Utopian socialists, for example, envision elimination of the risk ontology that plagues capitalism by consolidating the risk into state control. It is much like what we have done to bail out firms too big to fail, but with a more equitable distribution of the benefit, absorbing the risk in an economy of scale that is ontologically too big to fail.
Economy of scale is the best model for managing risk according to mainstream, conventional wisdom.
Organizing an economy of scale is the prefered model for managing risk because it creates a too-big-to-fail ontology. The risk is routinely shifted to the system and the result is managed as an unavoidable consequence with a divisible benefit and an indivisible liability. Since the liability is a shared component and the benefit is not, the result is general systemic crises.
Systemic crises suggests an ontology is in effect, and since the distributive result is so easily predictable, mainstream analysts apologize with the "who could have known" doctrine, to go alnog with the too-big-to-fail doctrine, to maintain the exculpatory effect of the organized ontology.

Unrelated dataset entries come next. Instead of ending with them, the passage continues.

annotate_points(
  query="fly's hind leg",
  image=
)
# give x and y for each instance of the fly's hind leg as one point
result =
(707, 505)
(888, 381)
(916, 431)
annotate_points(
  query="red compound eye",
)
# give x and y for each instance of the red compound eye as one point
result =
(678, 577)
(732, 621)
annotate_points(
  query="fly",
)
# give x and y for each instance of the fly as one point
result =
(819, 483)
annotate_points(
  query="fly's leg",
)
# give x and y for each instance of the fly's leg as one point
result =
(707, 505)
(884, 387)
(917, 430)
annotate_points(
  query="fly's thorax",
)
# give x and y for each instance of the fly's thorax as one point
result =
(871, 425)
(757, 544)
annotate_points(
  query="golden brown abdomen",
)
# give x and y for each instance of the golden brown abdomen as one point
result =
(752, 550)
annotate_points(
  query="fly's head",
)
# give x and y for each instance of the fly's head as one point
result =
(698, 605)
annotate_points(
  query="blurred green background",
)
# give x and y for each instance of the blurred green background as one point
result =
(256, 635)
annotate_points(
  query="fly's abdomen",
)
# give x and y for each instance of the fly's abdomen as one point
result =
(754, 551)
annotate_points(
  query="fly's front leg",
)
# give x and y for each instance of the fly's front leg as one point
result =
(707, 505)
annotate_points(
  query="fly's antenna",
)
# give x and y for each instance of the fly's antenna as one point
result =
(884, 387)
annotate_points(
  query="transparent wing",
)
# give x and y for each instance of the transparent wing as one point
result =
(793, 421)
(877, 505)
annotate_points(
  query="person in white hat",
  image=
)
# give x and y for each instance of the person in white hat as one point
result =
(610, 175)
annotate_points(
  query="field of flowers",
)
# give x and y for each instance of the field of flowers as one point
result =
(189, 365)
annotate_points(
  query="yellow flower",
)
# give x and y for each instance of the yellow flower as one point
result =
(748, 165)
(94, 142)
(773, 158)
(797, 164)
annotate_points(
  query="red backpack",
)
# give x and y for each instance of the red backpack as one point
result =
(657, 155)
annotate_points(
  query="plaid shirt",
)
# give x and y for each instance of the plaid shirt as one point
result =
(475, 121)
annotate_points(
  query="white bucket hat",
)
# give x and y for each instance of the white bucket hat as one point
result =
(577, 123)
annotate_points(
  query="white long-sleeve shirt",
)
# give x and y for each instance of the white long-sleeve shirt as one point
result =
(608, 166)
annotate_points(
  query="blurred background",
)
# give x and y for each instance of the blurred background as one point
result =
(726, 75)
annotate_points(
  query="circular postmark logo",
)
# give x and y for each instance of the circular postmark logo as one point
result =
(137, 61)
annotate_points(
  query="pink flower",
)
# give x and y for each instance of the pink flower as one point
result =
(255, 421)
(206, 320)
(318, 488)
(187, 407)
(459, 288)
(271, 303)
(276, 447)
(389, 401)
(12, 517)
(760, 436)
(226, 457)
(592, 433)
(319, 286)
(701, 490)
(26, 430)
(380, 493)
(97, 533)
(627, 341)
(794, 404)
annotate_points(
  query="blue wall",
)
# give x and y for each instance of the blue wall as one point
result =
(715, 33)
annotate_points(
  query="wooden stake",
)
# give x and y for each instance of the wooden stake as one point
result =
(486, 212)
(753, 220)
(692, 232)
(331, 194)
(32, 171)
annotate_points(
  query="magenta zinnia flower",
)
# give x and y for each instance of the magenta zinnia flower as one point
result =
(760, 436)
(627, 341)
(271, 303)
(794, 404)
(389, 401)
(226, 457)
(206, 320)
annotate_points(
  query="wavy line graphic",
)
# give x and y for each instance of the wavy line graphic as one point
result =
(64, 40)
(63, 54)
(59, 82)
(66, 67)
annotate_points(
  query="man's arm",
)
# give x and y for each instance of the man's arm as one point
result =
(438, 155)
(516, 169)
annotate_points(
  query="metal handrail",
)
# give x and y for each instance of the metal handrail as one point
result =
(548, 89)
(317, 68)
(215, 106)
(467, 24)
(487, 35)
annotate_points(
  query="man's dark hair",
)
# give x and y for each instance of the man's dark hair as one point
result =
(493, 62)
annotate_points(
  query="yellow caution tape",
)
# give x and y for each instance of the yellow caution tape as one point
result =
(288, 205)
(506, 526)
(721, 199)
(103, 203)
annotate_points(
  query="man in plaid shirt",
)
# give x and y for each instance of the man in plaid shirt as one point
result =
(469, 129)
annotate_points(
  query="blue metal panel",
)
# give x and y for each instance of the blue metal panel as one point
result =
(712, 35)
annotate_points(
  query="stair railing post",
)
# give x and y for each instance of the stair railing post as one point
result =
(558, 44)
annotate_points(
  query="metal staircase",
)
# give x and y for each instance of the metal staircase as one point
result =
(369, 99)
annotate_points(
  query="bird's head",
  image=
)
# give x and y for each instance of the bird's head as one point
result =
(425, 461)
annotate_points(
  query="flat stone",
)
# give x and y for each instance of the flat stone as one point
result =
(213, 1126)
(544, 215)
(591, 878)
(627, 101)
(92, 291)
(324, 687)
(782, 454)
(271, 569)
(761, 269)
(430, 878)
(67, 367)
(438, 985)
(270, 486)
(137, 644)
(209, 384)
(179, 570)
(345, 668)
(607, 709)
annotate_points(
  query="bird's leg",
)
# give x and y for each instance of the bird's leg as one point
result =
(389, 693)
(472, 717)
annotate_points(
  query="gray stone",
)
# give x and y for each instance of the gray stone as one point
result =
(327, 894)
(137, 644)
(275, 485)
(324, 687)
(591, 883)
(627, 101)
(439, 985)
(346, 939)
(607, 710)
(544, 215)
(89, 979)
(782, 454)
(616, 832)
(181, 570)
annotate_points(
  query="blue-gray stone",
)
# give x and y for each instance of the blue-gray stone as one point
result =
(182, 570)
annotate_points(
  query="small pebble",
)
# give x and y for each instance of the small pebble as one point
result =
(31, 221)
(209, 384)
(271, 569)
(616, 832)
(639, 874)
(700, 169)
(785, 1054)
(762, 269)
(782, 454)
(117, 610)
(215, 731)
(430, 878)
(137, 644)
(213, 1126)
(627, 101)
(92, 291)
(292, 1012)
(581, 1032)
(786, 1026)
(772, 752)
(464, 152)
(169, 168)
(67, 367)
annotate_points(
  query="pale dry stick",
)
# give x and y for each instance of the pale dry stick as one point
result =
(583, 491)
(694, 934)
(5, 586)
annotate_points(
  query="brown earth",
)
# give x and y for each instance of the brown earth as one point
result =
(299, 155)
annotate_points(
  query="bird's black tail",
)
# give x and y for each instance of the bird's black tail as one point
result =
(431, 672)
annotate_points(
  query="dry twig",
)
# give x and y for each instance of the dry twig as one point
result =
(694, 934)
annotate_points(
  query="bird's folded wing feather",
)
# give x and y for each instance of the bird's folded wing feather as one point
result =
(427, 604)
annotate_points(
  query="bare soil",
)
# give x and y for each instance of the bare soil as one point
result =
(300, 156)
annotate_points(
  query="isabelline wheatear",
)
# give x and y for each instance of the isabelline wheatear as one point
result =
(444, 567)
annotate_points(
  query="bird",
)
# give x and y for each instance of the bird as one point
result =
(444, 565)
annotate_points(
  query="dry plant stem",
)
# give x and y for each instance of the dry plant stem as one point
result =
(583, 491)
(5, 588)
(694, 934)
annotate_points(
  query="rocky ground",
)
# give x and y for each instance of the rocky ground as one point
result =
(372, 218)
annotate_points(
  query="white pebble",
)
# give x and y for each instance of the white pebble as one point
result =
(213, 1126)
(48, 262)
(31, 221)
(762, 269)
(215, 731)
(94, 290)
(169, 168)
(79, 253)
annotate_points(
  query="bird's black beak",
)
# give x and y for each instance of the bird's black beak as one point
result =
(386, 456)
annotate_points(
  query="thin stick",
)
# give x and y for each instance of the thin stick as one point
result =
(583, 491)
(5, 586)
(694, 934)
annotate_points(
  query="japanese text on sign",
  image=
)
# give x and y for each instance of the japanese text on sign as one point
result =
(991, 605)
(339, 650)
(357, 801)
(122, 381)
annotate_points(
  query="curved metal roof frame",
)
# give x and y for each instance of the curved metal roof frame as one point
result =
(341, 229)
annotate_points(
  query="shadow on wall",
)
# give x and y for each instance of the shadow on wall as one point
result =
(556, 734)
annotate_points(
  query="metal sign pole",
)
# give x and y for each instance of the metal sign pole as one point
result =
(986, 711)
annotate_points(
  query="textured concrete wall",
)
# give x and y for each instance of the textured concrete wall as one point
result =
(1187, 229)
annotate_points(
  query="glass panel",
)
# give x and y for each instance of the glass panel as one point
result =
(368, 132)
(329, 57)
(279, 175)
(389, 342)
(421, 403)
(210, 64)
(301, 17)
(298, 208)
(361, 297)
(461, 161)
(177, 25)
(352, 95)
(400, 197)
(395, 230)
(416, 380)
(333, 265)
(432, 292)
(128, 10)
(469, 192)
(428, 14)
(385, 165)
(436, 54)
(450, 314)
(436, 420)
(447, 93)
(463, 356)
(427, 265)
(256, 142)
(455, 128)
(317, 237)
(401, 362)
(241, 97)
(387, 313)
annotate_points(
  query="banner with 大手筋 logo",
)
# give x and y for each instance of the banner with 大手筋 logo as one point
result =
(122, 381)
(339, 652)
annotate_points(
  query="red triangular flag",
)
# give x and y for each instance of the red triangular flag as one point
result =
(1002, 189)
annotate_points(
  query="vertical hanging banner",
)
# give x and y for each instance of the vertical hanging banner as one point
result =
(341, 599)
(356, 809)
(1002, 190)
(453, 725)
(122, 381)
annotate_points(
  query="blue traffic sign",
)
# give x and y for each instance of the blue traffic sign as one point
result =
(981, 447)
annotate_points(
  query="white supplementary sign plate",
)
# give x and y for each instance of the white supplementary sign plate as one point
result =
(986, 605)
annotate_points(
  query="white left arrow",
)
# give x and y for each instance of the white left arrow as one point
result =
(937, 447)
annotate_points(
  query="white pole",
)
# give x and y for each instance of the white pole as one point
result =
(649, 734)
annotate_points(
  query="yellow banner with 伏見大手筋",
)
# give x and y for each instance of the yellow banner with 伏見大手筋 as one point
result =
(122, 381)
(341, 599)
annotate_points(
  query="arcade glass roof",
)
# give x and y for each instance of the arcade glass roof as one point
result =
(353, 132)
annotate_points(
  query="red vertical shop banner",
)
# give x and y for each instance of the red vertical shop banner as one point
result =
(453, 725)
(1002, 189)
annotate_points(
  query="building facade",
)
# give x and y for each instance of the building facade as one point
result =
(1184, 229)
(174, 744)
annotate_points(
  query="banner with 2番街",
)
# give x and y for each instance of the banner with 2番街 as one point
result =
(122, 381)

The free-market process, on the other hand, if we should so choose, is both highly ontological (a highly diffused and anonymous distribution of legitimate risk that is easily managed with little-to-no need for government authority) and highly empirical (with quick and reliable accountability).
Rather than being alienating, the free-market process is organized for quick and decisive liability--exactly what big corporates do not want and are organized to efficiently avoid (the alpha risk, and with the help of government authority, the gamma risk).
Ensuring an organized plurality rather than consolidation, free-market economics ensures the organic growth necessary to spread the systemic risk. Spreading the risk in (alpha) priority rather than avoiding it and letting it accumulate into a crisis (gamma risk) proportion maximizes the legitimacy of the zero-sum to a positive, distributive effect.
The health care sector is a good example. We see the tendency to consolidate the risk into an economy of scale rather than dissipate it with a pluralistic ontology. The tendency is to direct the risk and command the cost and benefit whether public or private, and avoiding the alpha risk accumulates gamma risk, demanding an authoritarian regime to manage it. An authority, rather than consumers, determine what is produced, how, when, at what quantity, at what price, and how, when, where and to whom it is to be distributed. The freedom of both consumers and producers is reduced to a gamma-risk ontology--if we do not like it, too bad, that is just the way it is.
Freedom is reduced to fiat and gaming for the means of absolute power with the legitimacy of a populist sentiment contained in the fear of an accumulated risk. Utopian dreams become dystopic nightmares accepted as the best practice, the natural condition, of an ontological fate.
The organized ontology not only determines the distribution of the liability, but who commands and controls it.